A Justiça de Santa Catarina condenou um casal a pagar R$ 100 mil de indenização por danos morais ao próprio filho. A decisão, motivada por abandono afetivo, ocorreu após o adolescente ser expulso de casa ao revelar sua orientação sexual. Além da expulsão, o jovem sofreu com a exposição pública de sua vida privada, divulgada pelo pai nas redes sociais.
O caso veio à tona em agosto de 2025, quando o Conselho Tutelar precisou intervir e acolher o jovem. Posteriormente, o Ministério Público (MP) obteve uma liminar obrigando o pai a remover as publicações discriminatórias, sob pena de multa diária de R$ 2 mil em caso de descumprimento.

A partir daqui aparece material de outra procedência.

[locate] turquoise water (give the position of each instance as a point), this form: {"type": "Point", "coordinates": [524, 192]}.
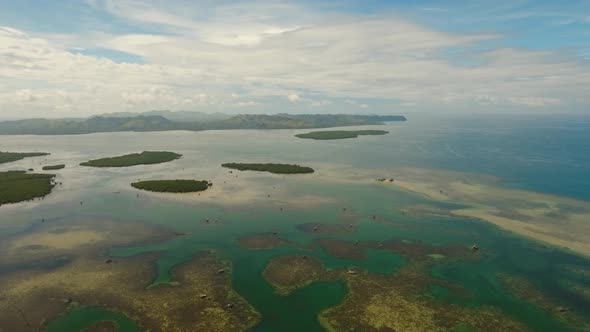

Uma perícia psicológica realizada durante o trâmite processual foi determinante para o veredito. O laudo técnico identificou um ambiente doméstico marcado por práticas autoritárias, negligência afetiva e violência psicológica, resultando em profundos sentimentos de insegurança e abandono por parte da vítima.
O promotor Tito Gabriel Cosato Barreiro, da 1ª Promotoria de Justiça de Jaguaruna, esclareceu que a condenação não se baseia na falta de afeto — que não pode ser imposta pelo Estado —, mas no descumprimento dos deveres jurídicos de proteção e cuidado.
O representante do MP reforçou que os direitos de respeito e integridade são garantias fundamentais previstas na Constituição Federal e no Estatuto da Criança e do Adolescente (ECA). A sentença reafirma a responsabilidade inalienável dos genitores perante seus filhos.
O episódio ocorre em um cenário nacional de alerta sobre a violência contra a comunidade LGBTQIA+. Relatórios recentes indicam que o preconceito continua a ceifar vidas e a destruir laços familiares em todo o país.
Dados do Grupo Gay da Bahia apontam que, somente em 2023, foram registrados 204 homicídios e 20 suicídios de membros da comunidade, embora especialistas estimem que os números reais sejam ainda maiores devido à subnotificação.
Já a Associação Brasileira de Lésbicas, Gays, Bissexuais, Travestis, Transexuais e Intersexos (ABGLT) mapeou 50 casos de violência entre janeiro e março de 2026. Destes, 60% tiveram a LGBTIfobia como motivação confirmada.
Historicamente, o Judiciário brasileiro tem endurecido o combate a esse tipo de discriminação. Em 2019, o Supremo Tribunal Federal (STF) equiparou a homofobia e a transfobia ao crime de racismo e, em 2023, enquadrou ofensas contra o público LGBTQIA+ como injúria racial.